Bugün her gün okullarda okutulan "andımız" kaldırıldı. Aynı şekilde kılık kıyafet yönetmeliği ile ilgili konu da resmi gazete de yayınlandı. Ben tüm başörtülü kardeşlerime sesleniyorum. Bu süreci provoke etmeye çalışanlar olabilir. Valiliklerimiz konuyla ilgili uyarıldı, gerekli görüşmeler yapılıyor. Başıörtülü vatandaşlarım bu provokasyonlara oyuna gelmesinler. Bu kısıtlamaların kalkması eşitliğin tesis edilmesidir. 76 milyon arasındaki başıörtülü başıkapalı ayrımcılığını ortadan kaldırıyoruz. Üniversite kapılarında, ikna odalarında onurlarına dokunulan kızlarımızın yaraları elbette kapanmayacak.

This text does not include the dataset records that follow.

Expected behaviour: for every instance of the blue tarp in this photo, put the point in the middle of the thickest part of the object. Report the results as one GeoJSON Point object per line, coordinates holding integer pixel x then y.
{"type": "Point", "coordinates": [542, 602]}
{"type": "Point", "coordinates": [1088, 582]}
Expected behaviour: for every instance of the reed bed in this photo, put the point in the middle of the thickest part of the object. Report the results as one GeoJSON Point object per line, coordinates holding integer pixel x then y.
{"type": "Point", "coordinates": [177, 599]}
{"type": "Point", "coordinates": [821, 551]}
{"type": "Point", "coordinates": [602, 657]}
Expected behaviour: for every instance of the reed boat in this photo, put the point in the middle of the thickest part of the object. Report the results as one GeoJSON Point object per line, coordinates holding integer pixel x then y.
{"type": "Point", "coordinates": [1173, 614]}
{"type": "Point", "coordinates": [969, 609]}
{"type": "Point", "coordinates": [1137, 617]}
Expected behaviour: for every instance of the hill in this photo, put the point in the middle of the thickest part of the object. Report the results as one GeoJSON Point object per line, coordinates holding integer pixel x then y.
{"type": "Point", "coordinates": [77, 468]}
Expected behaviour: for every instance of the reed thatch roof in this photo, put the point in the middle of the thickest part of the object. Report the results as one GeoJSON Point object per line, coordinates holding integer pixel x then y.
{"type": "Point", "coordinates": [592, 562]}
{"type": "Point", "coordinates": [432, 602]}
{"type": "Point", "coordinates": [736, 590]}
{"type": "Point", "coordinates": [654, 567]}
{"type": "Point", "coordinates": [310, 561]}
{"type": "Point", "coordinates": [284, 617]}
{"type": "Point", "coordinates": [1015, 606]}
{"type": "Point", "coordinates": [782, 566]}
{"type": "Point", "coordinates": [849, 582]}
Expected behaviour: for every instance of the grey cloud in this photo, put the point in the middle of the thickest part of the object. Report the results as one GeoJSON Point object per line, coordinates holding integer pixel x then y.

"ANDIMIZIN YAZARI TARTIŞMALI BİR İSİM"
Andımızın yazarı Reşit Galip tartışmalı bir isim. Kendisi Türkçe ezan okunduğu dönemde Türkçe ezanı yazan kişiydi. Türk kafataslarını ölçen biriydi. Ant uygulamasının Cumhuriyetimizle uzaktan yakından alakası yoktur. Dünyanın hiç bir ülkesinde böyle bir uygulama yoktur. Sabah çocukların içtimaya dizildiği ayrımcı, kafatasçı sözler söyleyip derse girdiğini göremezsiniz. Her sabah Türküm demekle Türk olunmaz. Sabah okul bahçesinde slogan tekrarlayarak derse girilmez. Bu uygulama soğuk savaş döneminden kalmadır.